Fond farewell to man who changed foodie culture of Camden Town
Derek Blake's Mango Room guests included celebrities such as Spike Lee, Grace Jones, Tom Jones and Samuel L Jackson
16 February, 2017 — By John Gulliver
Leaving: Derek Blake, inset, and the Mango Room
A FAREWELL party will be held on Saturday night for one of the most colourful characters in Camden Town – Derek Blake of the Mango Room restaurant.
Talk to different people about Derek Blake and you will get a different picture of him. A little reserved. Sometimes sharp. Full of humour. Always possessed of a seductive philosophy about life.
But whatever they may think of him they all agree he had one of the sharpest minds in the restaurant trade and owned one of the best restaurants in north London. It became so well known as an oasis of the food culture of the Caribbean that within a short time after its launch 18 years ago it had attracted international attention.
A little unbelievably, guests included such celebrities as Spike Lee, Grace Jones, Tom Jones and Samuel L Jackson. It almost goes without saying that a regular diner was the Jamaican High Commissioner.
The friendly, easy-going atmosphere was such that the Mango Room also became a meeting place for Caribbean families of all ages.
Derek, a Jamaican, became attracted to the restaurant trade in his 20s and soon built up a reputation as a man who could turn any place into a thriving business. His reputation soon spread in Hampstead where he ran a successful eaterie. Then he opened his first venture in Camden Town – Blake’s of Jamestown Road, which is where I first met him in the early 1990s. Then he spotted an Italian restaurant in Kentish Town Road, which was for sale, and the idea occurred to him that he could turn it into Camden Town’s first Caribbean restaurant.
I followed him to his new creation, Mango Room, and met his first wife, then a junior hospital doctor, later to become an established opthalmic consultant. A renaissance man, Derek always kept up his friendship with her after they parted and after he had started a long-term relationship with another woman.
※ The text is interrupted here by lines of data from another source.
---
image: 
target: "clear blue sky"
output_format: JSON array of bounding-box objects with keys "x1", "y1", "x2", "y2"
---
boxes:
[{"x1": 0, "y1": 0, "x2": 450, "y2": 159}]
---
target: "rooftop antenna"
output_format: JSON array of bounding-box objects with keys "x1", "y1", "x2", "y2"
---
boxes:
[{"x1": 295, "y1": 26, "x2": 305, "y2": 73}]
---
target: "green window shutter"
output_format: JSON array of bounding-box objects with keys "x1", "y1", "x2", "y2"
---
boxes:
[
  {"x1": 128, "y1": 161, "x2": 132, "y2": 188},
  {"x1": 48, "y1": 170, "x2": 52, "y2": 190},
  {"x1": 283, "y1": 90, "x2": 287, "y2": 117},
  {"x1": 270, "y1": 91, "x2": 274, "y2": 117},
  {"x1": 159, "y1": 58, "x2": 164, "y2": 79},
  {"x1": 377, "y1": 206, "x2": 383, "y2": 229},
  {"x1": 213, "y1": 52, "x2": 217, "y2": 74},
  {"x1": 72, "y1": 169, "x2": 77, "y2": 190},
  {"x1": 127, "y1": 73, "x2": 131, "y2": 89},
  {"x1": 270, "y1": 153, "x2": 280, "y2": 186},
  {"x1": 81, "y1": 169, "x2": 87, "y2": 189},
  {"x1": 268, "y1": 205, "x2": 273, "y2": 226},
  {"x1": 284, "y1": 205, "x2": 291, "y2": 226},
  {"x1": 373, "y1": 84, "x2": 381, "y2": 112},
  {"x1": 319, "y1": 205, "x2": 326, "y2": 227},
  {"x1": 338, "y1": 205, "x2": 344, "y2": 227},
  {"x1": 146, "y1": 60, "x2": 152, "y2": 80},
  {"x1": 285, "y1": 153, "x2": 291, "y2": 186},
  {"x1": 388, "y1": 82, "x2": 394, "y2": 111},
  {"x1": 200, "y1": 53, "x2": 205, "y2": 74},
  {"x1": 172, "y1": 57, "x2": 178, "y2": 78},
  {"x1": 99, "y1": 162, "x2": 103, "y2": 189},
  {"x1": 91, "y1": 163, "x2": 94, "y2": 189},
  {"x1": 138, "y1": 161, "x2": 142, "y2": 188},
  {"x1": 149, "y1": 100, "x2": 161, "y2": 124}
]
I had heard rumours that Derek was shutting up shop for a week or two but before I could check them out I bumped into a shopkeeper I have known for some time in Chalk Farm Road on Sunday evening who told me: “You’ve heard the news – Derek is going! Will you be at the party on Saturday?”
And so this Saturday the man who changed the foodie culture of Camden Town leaves town. Now in his 60s, Derek is believed to have sold the two buildings that house Mango Room. It’s unclear whether Mango Room will be replaced by another restaurant – Derek, reserved and tight-lipped, is playing the mystery man, as you would expect.